Exosomes play an important role in the progression of CRC and thus serve as excellent targets for therapeutic interventions. They have the potential to serve as delivery vectors for chemotherapeutic agents. Since exosomes have a slower rate of clearance from the bloodstream, they are superior to existing modalities such as liposomes. They also boast the advantage of a greater degree of specificity for CRC cells. Exosomes can also serve to enhance host immunity against cancer cells as shown by dendritic cell-derived exosomes. They could also be used to enhance chemosensitivity in cancer cells through the use of miRNA, increasing the efficacy of chemotherapeutic agents. While large clinical trials and translational studies are still needed to validate the use of exosomes in a clinical setting; they represent promising therapeutic opportunities in the fight against CRC.

Exosomes in hepatocellular carcinoma

The incidence of hepatocellular carcinoma (HCC), one of the most frequently diagnosed cancer, is increasing worldwide[76-78]. Increased technological development and the availability of novel screening methods are likely contributing factors; but despite advancements in screening and prevention mortality rates continue to increase[79,80]. Current screening and diagnostic tools are limited to abdominal ultrasound, computed tomography scans, magnetic resonance imagines, liver biopsies, and surveillance by alpha-fetoprotein (AFP) levels[81]. Although AFP levels > 400 ng/mL are highly correlated with HCC, only 30% of patients with HCC present with elevated AFP levels[81]. As a result, early-stage tumors are often missed causing patients to present with advanced stages of the diseases; less than 30% of these cases are amenable to surgical intervention[82-85]. As such, more sensitive methods are needed to detect these tumors. Exosomes have the potential to not only offer new tools for detection and surveillance but also open new avenues in the treatment of HCC.
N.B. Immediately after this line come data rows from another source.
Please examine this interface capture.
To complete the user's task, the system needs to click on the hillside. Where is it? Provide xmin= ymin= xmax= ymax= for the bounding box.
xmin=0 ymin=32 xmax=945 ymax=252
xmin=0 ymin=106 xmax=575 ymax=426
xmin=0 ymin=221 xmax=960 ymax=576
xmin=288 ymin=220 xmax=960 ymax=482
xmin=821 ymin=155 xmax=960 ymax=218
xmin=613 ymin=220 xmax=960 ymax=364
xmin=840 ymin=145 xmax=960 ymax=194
The intercellular communication via exosomes has been linked with helping cancer cells create a microenvironment that serves to induce angiogenesis, avoid host cell immune response, interact with the extracellular matrix, create a pre-metastatic niche, and even develop resistance to chemotherapeutic agents[86-91]. As such, the information contained within exosomes reflects the real-time status of cancer cells. Analysis of this data can help in cancer detection, determining the stage of cancer, its recurrence, and response to chemotherapy. This information presents itself in the form of miR or protein biomarkers that have been concentrated within the exosomes which would otherwise go undetected in serum[92].

miRNA expression varies based on conditions and diseases affecting hepatocytes. Patients with HCC have higher exosomal levels of miR-18a, miR-221, miR-222, and miR224 when compared with those who have chronic hepatitis B or cirrhosis without HCC[75]. A strong correlation was also noticed between miR-21 and patients with chronic HBV[92]. A subsequent study confirmed that high levels of miR-21 were correlated with the advanced tumor stage. Patients with HCC had higher levels of miR-21 when compared to those with chronic HBV or healthy volunteers[93]. Certain miRs (939, 595, and 519d) have also been shown to be superior to AFP as a diagnostic biomarker based on receiver operating characteristic curve analysis[94].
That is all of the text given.